Emmanuel Macron et le roi du Maroc inaugurent ce jeudi la première ligne à grande vitesse (LGV) d'Afrique, longue de 200 km entre Tanger et Kenitra. Cette LGV, bâtie avec le soutien de la SNCF et les rames TGV, fournies par Alstom, mettront Casablanca à 2h10 de Tanger contre près de 5h00 actuellement.

Emmanuel Macron effectue ce jeudi une courte visite au Maroc pour inaugurer avec le roi Mohammed VI la ligne à grande vitesse entre Tanger et Casablanca, considérée comme une vitrine pour le développement économique du royaume et pour le savoir-faire des entreprises françaises.
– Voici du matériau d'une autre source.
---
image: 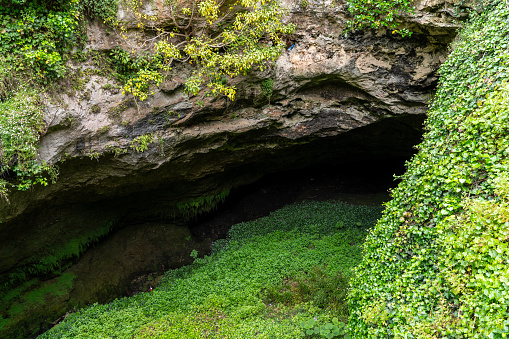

Longue de 200 km, sur laquelle les rames rouleront à 320 km/h, cette ligne à grande vitesse doit relier Tanger à Rabat, la capitale politique du pays, en 1h20, au lieu de 3h40 actuellement.

Répondant à l'invitation du roi, le chef de l'Etat voyagera avec lui à bord du train rapide, au départ de Tanger, grand hub maritime entre l'Afrique et l'Europe, jusqu'à Rabat, la capitale administrative.

Cette ligne à grande vitesse présentée comme la plus rapide d'Afrique, court jusqu'à Casablanca sur 350 km, reliant depuis Tanger les deux régions les plus dynamiques du royaume en 2h10 au lieu de 4h45 actuellement.

Plusieurs entreprises françaises ont coopéré à la LGV

Paris présente également cette LGV comme une vitrine pour tenter d'obtenir d'autres contrats en Afrique, qui offre de "nombreuses opportunités" dans le secteur ferroviaire même si le TGV "made in SNCF" a connu peu de succès à l'étranger jusqu'à présent (Espagne, Corée, Italie). Le Maroc, lui, s'emploie à se positionner comme un "hub africain" pour les investisseurs étrangers.

Emmanuel Macron sera accompagné au Maroc des patrons des entreprises françaises ayant participé au projet: Alstom (fourniture des rames), le consortium Ansaldo-Ineo (signalisation et télécoms), Cegelec (sous-stations électriques) et le consortium Colas Rail-Egis Rail (voies et caténaires). La SNCF assure l'assistance à maîtrise d'ouvrage auprès de l'Office National des Chemins de Fer marocains (ONCF).

La date de la mise en service reste inconnue

Alors que la date effective de mise en service commerciale pour les voyageurs ordinaires n'est toujours pas connue, des ouvriers se sont affairés jusqu'à la dernière minute pour terminer le chantier qui avait été lancé en septembre 2011 par le président Nicolas Sarkozy et visité en septembre 2015 par François Hollande.

L'ONCF table sur six millions de passagers après trois ans d'exploitation. Ce sera un doublement par rapport aux 3 millions de personnes transportées actuellement sur la ligne ferroviaire traditionnelle.

Le coût de la LGV, financé à 50% par la France via différents prêts, s'élève à environ 23 milliards de dirhams (deux milliards d'euros), soit près de 15% de plus que les estimations initiales, mais très en deçà des coûts moyens européens, selon le ministère marocain des Transports.